EY Japan, the Japanese branch of global accountancy firm Ernst & Young, has announced plans to launch a blockchain system for tracking Japanese sake and fruit and preventing the sale of fraudulent or counterfeit products.
According to Asian Nikkei Review, EY Japan’s SAKE Blockchain will be rolled out across Asia once the threat of the coronavirus and a stable business environment has been reestablished in the region.
The company is reportedly eying Hong Kong and Singapore as major markets that are also open to distributed ledger technologies.
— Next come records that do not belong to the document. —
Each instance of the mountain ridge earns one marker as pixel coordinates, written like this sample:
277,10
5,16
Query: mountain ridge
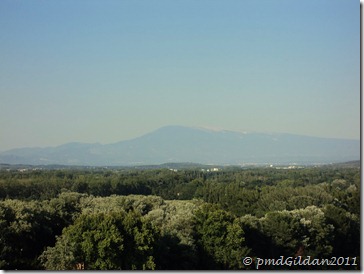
191,144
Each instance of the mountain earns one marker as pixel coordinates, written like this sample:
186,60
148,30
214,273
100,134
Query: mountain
186,144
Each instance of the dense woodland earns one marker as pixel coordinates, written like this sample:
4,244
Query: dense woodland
177,219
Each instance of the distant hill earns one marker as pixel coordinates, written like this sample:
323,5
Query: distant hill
185,144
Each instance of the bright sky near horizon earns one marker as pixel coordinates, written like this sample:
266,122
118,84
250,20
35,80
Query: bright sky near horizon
106,71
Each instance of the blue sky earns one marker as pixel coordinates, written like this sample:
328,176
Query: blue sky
106,71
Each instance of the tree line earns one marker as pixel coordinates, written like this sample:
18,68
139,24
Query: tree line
177,220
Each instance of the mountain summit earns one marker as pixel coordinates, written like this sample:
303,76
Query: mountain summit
199,145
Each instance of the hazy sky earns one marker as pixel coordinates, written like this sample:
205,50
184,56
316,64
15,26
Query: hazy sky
106,71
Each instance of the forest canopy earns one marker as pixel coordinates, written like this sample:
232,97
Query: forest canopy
169,219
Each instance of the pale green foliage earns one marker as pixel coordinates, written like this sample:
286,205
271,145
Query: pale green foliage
104,241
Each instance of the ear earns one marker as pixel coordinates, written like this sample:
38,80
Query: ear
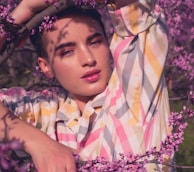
45,67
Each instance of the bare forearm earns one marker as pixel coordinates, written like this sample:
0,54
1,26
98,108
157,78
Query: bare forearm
122,3
12,127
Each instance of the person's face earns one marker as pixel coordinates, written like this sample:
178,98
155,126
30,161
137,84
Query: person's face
79,56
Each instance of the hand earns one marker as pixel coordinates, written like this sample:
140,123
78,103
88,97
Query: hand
26,9
47,154
52,157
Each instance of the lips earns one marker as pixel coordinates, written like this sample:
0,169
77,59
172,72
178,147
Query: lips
91,76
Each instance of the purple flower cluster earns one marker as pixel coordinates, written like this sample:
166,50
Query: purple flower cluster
9,161
47,24
131,162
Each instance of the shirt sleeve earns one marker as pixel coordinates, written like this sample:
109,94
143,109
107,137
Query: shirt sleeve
37,108
139,47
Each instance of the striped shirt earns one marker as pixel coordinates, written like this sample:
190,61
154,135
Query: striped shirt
131,115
EY Japan to combat counterfeit produce with blockchain
SAKE Blockchain’s announcement comes amid increasing exports for Japanese fruit and sake — with foreign demand for the alcoholic beverage growing 5.3% to $223 million in 2019, and Japanese fruit exports tripling over the past decade.
The blockchain will be used to track and record detailed information across the supply chain for Japanese produce including information on the origin of production and delivery routes.
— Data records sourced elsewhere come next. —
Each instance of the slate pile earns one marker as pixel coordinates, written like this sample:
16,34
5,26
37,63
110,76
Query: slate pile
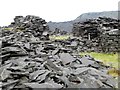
98,35
27,62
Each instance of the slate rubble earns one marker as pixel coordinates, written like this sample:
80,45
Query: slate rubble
98,35
30,62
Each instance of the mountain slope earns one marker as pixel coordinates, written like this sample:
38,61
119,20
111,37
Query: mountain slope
67,26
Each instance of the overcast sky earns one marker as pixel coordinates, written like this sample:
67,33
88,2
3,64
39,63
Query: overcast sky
52,10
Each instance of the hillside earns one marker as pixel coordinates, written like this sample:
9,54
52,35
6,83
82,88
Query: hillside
67,25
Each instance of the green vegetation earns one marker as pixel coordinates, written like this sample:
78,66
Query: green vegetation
63,37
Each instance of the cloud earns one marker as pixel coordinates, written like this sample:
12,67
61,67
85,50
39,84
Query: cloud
52,10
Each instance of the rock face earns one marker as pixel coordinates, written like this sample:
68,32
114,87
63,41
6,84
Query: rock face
32,24
101,35
28,62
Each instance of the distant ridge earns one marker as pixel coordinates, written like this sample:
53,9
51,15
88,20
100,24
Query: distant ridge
67,26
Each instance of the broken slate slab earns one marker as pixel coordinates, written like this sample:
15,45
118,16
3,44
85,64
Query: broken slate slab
66,58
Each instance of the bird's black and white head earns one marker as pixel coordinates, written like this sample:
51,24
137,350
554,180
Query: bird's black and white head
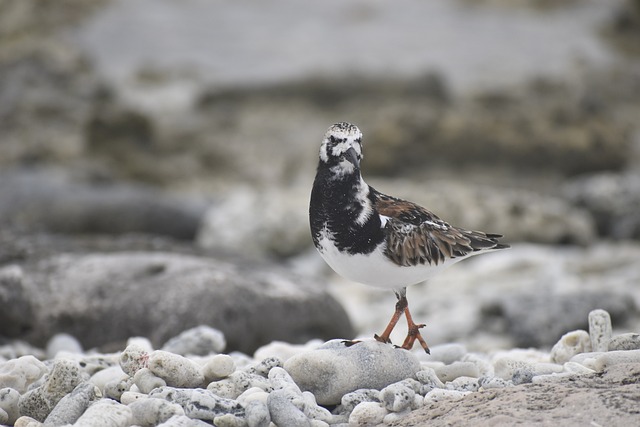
341,149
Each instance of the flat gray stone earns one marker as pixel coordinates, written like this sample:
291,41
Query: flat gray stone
335,369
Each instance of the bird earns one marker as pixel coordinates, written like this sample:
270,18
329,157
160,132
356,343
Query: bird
378,240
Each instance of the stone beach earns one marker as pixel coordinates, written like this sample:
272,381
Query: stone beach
337,383
156,159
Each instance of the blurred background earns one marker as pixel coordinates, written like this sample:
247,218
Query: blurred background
194,126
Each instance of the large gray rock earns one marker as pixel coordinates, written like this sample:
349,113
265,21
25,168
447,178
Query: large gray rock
335,368
103,298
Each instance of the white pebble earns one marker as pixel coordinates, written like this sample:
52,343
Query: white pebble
218,367
397,397
176,370
457,369
9,398
151,412
615,358
20,373
128,397
600,330
147,381
105,413
367,414
133,358
439,395
570,344
628,341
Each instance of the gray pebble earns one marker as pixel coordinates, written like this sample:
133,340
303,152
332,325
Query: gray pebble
183,421
457,369
71,406
199,403
397,397
570,344
147,381
628,341
283,412
218,367
150,412
335,369
133,358
176,370
63,378
257,414
63,343
199,341
447,353
600,330
105,413
367,414
9,398
353,399
20,373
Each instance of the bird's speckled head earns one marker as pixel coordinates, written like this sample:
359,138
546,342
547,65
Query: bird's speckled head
342,147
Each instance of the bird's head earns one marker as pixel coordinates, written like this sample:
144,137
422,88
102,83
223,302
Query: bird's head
341,148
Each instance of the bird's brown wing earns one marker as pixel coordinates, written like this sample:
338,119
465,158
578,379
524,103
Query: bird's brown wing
417,236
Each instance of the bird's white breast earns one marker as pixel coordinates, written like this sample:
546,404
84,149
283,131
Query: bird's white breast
374,268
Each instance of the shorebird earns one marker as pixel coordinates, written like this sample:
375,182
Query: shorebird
379,240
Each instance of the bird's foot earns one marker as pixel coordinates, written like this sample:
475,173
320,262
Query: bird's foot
412,335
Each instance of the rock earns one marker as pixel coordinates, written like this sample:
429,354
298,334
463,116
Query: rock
20,373
540,319
183,421
367,414
629,341
63,378
199,341
67,292
151,412
9,398
397,397
457,369
57,201
63,342
570,344
612,199
335,369
283,412
147,381
73,405
106,413
600,330
218,367
176,370
611,358
199,403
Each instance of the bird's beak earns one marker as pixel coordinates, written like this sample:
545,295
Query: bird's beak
352,157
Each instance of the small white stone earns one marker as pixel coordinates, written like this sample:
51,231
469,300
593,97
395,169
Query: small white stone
63,342
105,412
218,367
128,397
147,381
438,395
600,330
628,341
615,358
151,412
133,358
570,344
457,369
367,414
20,373
176,370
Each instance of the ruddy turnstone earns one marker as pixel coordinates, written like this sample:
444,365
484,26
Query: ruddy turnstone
379,240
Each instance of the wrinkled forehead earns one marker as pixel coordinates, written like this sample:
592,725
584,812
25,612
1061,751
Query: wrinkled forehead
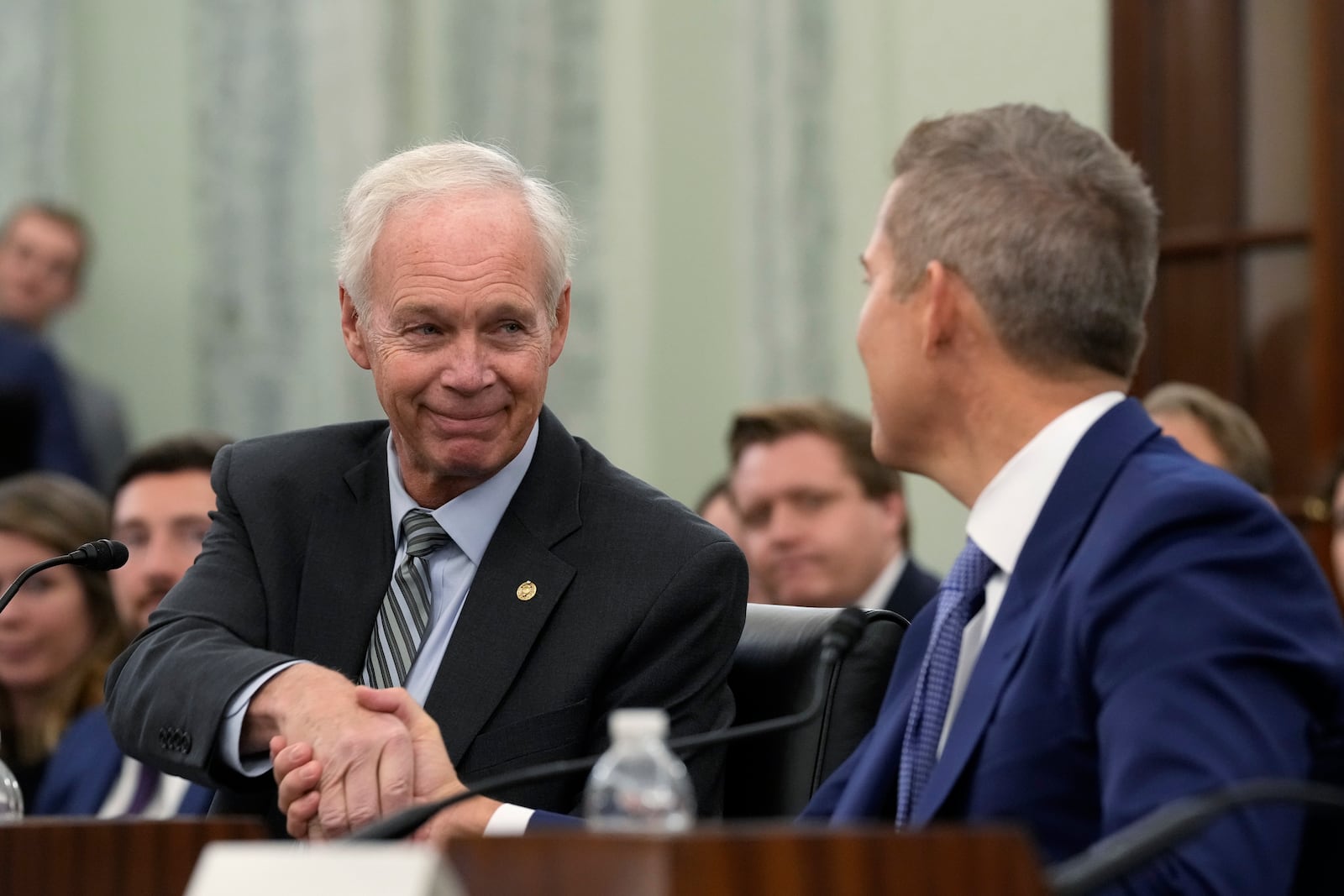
460,230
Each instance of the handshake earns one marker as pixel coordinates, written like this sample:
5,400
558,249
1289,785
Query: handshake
346,755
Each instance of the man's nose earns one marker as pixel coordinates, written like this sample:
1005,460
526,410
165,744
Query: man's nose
470,365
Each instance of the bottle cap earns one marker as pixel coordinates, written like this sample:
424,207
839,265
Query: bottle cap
638,723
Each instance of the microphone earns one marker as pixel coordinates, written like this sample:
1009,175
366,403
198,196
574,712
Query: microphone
837,642
102,553
1115,856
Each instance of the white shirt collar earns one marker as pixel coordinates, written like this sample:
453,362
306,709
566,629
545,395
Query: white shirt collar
1005,512
875,598
472,516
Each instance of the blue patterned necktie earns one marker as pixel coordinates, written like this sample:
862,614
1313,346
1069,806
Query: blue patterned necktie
403,617
958,594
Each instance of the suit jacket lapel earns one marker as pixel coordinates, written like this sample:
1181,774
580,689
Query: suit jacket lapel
496,629
347,566
1061,526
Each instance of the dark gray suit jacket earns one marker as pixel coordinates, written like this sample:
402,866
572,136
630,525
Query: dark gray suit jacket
638,604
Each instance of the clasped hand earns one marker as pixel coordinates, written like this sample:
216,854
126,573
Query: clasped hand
318,806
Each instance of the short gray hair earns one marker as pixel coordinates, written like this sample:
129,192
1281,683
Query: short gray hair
445,170
1048,223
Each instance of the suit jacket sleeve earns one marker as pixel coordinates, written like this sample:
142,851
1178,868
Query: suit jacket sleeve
1206,654
167,694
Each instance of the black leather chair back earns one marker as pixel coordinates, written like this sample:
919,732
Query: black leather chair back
774,671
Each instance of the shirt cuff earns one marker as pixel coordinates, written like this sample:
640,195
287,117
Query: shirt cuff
508,821
232,731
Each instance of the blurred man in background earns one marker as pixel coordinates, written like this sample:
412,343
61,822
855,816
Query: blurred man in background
1214,430
823,523
44,255
160,510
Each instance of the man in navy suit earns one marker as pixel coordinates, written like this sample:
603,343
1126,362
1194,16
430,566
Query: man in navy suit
1137,626
1126,626
824,524
160,510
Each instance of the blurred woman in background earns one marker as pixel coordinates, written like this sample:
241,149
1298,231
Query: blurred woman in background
60,631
Sake consumers to access blockchain database via QR code
Information regarding sake’s ingredients and brewery will also be uploaded to the blockchain.
EY Advisory & Consulting partner Hideaki Kajiura stated: “Being able to tell the story of the production and origin [of sake] will help to differentiate it from fake products.”
Consumers will be able to access the records by scanning a QR code printed on a bottle’s labeling and will include recommendations for food pairings. The data will be accessible in three languages — English, Chinese and Korean.
Detailed temperature records will also be kept throughout the supply chain in order to ensure that produce is stored in an optimal environment both while shipping and while in the possession of overseas restaurants and bottle shops.
The records will also be used by sake producers to gain insights into opportunities for efficiency savings in production and targeted marketing campaigns.
EY builds uses blockchain to trace wine in 2019
The initiative is not EY’s first foray into tracing alcohol using blockchain, with the firm providing its proprietary DLT platform to Blockchain Wine Pte. Ltd. from May last year — with EY’s blockchain tracking the authenticity, supply chain, and ingredients of European wines in five Asian markets from May last year.
On March 19, EY launched its open-source smart contract and tokenization platform Baseline in partnership with Microsoft and ConsenSys.